A Guide to Shor's Algorithm: Part 1 - How to Break RSA

Articles in the Series

This article is part of a series. The other articles are:

Introduction

RSA encryption, a cornerstone of modern digital security, relies on the difficulty to factor a large composite number made up of two prime numbers. In case you were wondering, large here means a number consisting of at least one hundred digits.

The most efficient classical algorithm to factorize a composite number is the General Number Field Sieve (GNFS) with a general time complexity of \(O(e^{\sqrt[3]{(\ln n) (\ln \ln n)^2}})\). The quantum equivalent of a factorization algorithm is known as Shor's algorithm, which can factorize a composite number with a reduced general time complexity of \(O((\ln n)^3)\). Computer science academia frequently refers to this reduction as an improvement from exponential time to polynomial time.

Diagram 1. Logarithmic scale plot of time complexity for GNFS versus Shor's algorithm for factoring numbers up to 200 digits.

To help layman readers better appreciate the impact of the performance speed up, in Diagram 1 above, as the composite number (n) to be factored increases beyond around 60 digits, the time taken by Shor's algorithm scales much better than GNFS. As a result, since RSA-2048 utilizes a composite number with around 620 digits, Shor's algorithm makes factorization more feasible than GNFS.

This giant leap of improvement to factor a large number is the key reason that Shor's algorithm shot to fame worldwide. If you ask anyone which quantum algorithm first comes to mind, it is without a doubt, Shor's algorithm.

Overview of Shor's Algorithm

The brilliance behind Shor's algorithm is that it integrates techniques across multiple domains to enable quantum factorization.

In the mathematics domain, among the various factorization techniques, Peter Shor selected the exponent factoring method that involves a finding hidden period of a composite number (e.g., N = 3x7 = 21) to factor the composite number.

In the physics and engineering domains, he adopted the discrete Fourier transform (DFT) approach to determine the hidden period of a composite number in the exponent factoring method. 

Finally, in the quantum computing domain, he used the quantum phase estimation algorithm to integrate the exponent factoring method and DFT approach together, resulting in Shor's algorithm.
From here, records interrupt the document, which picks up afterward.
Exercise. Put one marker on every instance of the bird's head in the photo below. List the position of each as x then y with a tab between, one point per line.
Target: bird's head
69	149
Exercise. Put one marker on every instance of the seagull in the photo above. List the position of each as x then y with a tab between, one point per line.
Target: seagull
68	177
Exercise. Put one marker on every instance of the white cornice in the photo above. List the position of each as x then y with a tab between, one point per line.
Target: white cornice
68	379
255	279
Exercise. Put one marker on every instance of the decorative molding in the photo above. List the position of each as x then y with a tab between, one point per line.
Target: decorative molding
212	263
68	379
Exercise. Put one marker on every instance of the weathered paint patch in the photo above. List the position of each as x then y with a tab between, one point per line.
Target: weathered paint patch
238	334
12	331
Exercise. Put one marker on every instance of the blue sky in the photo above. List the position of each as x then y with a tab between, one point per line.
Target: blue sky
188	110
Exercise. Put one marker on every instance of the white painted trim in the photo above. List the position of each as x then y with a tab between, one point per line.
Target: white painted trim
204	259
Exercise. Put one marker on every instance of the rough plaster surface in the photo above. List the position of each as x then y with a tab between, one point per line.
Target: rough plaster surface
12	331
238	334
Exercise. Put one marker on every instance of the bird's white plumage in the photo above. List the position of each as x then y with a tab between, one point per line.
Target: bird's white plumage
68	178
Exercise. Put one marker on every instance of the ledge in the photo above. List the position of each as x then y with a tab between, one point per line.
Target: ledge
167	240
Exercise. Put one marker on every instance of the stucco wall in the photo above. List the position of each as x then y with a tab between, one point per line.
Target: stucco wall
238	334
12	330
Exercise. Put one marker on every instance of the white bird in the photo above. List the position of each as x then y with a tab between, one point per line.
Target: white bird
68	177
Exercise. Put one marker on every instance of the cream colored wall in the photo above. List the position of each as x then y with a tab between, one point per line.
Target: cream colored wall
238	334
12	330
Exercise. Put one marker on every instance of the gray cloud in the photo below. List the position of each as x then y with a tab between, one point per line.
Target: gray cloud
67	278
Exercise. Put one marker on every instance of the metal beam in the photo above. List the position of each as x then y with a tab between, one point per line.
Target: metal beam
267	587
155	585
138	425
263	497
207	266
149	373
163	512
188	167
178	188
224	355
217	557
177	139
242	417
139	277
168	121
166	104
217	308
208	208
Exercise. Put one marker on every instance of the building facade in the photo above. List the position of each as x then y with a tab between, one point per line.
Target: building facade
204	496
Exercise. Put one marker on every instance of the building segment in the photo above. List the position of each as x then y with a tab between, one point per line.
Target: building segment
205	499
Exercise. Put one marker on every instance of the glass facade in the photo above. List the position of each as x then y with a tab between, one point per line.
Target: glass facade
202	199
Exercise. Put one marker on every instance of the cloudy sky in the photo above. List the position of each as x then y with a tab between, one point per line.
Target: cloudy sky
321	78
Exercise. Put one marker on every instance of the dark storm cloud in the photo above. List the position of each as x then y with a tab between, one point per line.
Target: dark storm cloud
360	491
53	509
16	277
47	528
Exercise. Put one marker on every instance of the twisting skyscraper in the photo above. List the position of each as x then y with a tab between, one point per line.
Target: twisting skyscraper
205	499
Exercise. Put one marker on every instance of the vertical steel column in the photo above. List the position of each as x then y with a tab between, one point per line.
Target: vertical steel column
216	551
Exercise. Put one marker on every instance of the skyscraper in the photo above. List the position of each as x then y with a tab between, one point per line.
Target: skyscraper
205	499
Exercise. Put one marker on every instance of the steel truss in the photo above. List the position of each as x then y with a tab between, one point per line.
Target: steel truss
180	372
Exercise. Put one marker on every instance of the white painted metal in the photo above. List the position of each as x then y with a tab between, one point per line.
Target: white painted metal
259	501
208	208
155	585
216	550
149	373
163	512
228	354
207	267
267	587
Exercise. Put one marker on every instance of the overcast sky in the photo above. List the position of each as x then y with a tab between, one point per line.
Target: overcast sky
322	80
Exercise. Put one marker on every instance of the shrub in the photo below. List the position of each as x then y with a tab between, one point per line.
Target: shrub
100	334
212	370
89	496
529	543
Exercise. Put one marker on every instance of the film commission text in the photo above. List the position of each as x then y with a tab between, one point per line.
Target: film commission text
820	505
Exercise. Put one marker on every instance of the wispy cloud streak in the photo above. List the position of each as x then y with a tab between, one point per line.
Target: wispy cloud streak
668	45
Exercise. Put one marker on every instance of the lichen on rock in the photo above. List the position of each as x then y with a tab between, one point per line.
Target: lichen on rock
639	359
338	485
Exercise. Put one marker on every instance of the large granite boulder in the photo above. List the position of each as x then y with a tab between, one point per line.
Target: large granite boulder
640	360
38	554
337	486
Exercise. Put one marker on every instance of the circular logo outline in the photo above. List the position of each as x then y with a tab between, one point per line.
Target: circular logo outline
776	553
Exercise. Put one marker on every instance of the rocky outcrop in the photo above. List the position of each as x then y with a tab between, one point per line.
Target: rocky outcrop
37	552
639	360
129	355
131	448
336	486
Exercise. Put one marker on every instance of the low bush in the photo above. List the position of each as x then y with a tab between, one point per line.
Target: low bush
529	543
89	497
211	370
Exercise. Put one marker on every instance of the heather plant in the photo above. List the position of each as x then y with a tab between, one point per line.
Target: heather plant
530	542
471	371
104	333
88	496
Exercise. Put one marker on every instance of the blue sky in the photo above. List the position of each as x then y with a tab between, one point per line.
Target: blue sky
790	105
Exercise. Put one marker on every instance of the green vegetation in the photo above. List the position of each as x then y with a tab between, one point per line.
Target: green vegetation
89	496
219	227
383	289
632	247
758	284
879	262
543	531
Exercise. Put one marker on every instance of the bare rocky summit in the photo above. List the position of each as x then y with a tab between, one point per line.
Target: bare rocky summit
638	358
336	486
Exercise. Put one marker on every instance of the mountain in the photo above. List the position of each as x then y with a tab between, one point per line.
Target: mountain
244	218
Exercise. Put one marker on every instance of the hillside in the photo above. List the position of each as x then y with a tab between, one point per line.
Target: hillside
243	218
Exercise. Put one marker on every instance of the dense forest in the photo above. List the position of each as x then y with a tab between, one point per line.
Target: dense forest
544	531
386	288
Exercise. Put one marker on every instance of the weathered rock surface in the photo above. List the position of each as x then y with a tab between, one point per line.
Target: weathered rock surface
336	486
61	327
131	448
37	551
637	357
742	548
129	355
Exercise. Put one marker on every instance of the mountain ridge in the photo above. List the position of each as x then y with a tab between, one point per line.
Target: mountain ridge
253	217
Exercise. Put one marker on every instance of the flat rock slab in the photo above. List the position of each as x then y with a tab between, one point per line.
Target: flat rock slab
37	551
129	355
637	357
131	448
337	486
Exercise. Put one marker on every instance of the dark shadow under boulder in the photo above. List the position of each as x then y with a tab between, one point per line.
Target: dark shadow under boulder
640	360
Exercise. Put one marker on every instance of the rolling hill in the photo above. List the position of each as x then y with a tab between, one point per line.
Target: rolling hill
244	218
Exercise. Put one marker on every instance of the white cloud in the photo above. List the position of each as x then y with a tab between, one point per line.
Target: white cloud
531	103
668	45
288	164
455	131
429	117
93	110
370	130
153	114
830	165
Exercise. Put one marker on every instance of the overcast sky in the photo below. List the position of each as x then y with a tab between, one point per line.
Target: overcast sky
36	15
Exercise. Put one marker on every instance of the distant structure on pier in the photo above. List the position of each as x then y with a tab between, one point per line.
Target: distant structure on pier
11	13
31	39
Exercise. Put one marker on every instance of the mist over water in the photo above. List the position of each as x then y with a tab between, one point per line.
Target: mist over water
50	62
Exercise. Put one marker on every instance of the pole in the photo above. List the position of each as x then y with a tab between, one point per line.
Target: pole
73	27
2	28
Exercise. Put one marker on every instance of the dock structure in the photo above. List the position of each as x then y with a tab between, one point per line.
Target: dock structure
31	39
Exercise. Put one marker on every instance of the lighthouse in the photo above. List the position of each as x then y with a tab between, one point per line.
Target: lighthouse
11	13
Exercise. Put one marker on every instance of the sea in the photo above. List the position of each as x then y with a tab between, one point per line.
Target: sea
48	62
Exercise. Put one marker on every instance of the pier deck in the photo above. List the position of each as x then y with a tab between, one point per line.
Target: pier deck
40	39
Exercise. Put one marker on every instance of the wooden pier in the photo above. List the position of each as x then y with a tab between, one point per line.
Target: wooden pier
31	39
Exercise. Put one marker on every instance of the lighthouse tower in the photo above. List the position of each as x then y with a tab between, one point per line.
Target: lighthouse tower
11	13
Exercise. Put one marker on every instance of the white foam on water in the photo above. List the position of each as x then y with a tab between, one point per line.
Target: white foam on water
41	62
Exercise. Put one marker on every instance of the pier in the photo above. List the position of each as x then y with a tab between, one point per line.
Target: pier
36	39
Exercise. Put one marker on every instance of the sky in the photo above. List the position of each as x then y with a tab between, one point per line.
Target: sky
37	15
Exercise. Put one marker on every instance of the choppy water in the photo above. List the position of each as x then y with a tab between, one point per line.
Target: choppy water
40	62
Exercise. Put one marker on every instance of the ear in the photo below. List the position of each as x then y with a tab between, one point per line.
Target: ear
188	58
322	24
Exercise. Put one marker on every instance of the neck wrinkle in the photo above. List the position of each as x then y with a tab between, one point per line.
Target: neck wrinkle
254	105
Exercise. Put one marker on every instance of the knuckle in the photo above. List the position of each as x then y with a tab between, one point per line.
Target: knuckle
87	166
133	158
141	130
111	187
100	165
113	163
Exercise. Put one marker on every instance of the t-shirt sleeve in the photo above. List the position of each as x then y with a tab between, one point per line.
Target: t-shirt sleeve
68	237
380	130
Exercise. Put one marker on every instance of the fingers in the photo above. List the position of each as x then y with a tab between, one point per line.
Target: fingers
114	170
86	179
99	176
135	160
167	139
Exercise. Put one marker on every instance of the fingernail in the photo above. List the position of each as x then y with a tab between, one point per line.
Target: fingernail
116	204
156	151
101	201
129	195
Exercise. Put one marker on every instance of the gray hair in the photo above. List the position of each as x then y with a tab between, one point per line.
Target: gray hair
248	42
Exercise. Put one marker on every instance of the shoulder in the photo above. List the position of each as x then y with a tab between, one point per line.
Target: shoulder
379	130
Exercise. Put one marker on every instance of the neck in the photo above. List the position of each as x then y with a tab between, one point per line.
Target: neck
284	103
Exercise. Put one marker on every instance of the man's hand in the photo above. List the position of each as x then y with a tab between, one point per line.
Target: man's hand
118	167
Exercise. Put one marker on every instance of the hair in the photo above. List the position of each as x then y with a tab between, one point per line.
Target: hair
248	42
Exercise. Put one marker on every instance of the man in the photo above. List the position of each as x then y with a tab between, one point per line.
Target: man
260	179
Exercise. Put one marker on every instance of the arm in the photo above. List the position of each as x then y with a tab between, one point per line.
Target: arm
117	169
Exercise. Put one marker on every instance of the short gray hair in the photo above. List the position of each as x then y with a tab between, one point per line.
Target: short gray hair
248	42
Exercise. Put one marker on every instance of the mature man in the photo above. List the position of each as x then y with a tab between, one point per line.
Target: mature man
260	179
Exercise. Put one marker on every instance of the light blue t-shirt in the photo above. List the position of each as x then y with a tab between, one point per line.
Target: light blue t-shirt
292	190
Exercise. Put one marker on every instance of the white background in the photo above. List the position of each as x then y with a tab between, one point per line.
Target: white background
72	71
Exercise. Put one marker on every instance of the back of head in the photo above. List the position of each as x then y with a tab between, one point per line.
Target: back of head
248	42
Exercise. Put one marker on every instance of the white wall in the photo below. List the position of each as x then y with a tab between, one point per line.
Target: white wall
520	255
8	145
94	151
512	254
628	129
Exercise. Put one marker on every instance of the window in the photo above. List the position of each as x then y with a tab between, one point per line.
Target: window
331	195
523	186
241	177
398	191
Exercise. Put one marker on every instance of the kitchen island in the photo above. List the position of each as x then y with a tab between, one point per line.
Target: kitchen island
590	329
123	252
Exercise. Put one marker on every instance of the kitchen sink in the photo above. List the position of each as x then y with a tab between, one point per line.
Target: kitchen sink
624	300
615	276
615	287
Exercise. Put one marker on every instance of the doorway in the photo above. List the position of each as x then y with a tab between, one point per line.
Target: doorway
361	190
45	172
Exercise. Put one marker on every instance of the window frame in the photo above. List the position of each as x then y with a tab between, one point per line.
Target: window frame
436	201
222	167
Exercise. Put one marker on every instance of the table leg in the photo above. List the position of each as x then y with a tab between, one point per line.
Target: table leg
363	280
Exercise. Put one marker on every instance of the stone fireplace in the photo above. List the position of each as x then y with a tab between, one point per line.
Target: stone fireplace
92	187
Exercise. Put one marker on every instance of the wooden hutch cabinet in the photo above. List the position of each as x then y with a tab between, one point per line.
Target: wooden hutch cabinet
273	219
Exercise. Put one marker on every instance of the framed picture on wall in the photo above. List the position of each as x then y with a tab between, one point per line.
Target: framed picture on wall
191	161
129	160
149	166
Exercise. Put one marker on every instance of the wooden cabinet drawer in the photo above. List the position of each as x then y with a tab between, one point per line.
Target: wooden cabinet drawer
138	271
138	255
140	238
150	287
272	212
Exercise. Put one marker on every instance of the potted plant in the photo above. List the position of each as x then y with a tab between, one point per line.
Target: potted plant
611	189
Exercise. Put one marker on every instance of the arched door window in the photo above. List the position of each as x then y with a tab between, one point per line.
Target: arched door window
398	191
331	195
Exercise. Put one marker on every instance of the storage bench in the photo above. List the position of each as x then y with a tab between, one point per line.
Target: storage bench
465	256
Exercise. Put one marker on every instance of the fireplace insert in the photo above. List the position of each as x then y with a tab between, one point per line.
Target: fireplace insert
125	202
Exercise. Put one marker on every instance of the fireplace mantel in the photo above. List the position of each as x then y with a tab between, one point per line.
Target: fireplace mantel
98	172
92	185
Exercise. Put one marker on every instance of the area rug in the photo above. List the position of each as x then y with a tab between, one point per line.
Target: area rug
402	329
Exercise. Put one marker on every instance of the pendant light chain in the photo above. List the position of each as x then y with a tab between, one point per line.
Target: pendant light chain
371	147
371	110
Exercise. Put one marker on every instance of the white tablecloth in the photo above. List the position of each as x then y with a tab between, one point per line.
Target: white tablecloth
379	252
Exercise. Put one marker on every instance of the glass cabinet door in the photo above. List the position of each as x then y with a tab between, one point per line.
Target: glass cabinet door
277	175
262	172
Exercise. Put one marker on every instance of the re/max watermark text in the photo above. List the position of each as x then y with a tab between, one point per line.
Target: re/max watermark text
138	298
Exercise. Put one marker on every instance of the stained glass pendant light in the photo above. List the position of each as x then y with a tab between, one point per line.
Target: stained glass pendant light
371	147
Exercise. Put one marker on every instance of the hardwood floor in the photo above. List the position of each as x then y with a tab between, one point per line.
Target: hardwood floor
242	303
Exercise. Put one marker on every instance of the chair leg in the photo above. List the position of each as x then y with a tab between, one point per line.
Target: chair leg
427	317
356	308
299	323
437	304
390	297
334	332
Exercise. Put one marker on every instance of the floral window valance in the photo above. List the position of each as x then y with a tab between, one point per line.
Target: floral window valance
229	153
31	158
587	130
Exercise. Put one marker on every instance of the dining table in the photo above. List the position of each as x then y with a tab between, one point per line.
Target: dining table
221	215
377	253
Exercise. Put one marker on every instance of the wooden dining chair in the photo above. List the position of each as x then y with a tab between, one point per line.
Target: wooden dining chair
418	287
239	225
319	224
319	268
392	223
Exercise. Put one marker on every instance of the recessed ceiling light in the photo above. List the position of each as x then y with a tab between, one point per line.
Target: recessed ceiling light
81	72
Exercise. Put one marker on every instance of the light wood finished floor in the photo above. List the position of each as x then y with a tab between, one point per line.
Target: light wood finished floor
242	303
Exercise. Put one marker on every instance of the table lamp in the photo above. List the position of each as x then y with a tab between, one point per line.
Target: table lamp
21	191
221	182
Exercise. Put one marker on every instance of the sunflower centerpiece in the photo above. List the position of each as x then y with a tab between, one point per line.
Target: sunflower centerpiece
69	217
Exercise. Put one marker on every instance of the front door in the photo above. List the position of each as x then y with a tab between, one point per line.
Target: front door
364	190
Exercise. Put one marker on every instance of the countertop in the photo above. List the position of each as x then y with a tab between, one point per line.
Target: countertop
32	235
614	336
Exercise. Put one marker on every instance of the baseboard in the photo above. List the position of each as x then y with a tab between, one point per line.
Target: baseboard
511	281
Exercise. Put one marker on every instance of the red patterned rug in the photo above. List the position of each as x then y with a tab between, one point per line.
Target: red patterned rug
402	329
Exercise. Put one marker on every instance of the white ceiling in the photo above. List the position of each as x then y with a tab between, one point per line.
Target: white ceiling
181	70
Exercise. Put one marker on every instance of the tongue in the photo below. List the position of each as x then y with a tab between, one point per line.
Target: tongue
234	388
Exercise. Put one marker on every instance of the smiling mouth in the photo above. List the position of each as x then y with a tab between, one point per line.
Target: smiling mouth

In the following sections, I will guide you on how to perform Shor's algorithm.

Quantum Factorization of 21

Before I go into the actual algorithm, I will first highlight the key parts of the factoring method, so that you will have a better context on why we are doing certain steps and what we are looking for.

Exponent Factoring Method

In the exponent factoring method, we choose a random number \(a\) for a target composite number \(N\), such that the equation \(a^r \mod N\) will result in a repeating sequence when we iteratively substitute \(r = 1\ldots N\) into the modulus equation.

We will then attempt to find the smallest value of \(r\) associated with the first occurrence of \(a^r \mod N=1\), which is the hidden period of the repeating sequence (or also known as the order of the sequence). Knowing the hidden period \(r\) will provide a high chance to determine the factors of \(N\).

One of the two factors of \(N\) can be subsequently derived by calculating the greatest common divisor (GCD) of \(a^{\frac{r}{2}} \pm 1\) with \(N\). Once a factor \(g\) has been found, the other factor can be easily derived by calculating \(\frac{N}{g}\).

In view of the above, the following conditions must be satisfied for the method to work:

  1. The random number \(a\) must be co-prime to \(N\). In other words, other than \(1\), the numbers \(a\) and \(N\) do not have common factors.
  2. The hidden period \(r\) must be an even number. Otherwise, the factoring attempt must be restarted with a different \(a\) value.

Algorithm Steps to Factor 21

Having shared the approach and constraints of the exponent factoring method, let us dive into the steps needed to perform quantum factorization on the target \(N=21\). 

Step 1: Select a random a

Let us choose \(a=2\), as 2 is co-prime to 21. This step is done on a digital computer (aka classical computer).

Overview of next step, find the hidden period r

There are two methods to find the period \(r\).  One is the classical method (labelled Option #1), and the other is the quantum method (labelled Option #2). I included both methods to facilitate understanding for readers seeing Shor's algorithm for the first time. 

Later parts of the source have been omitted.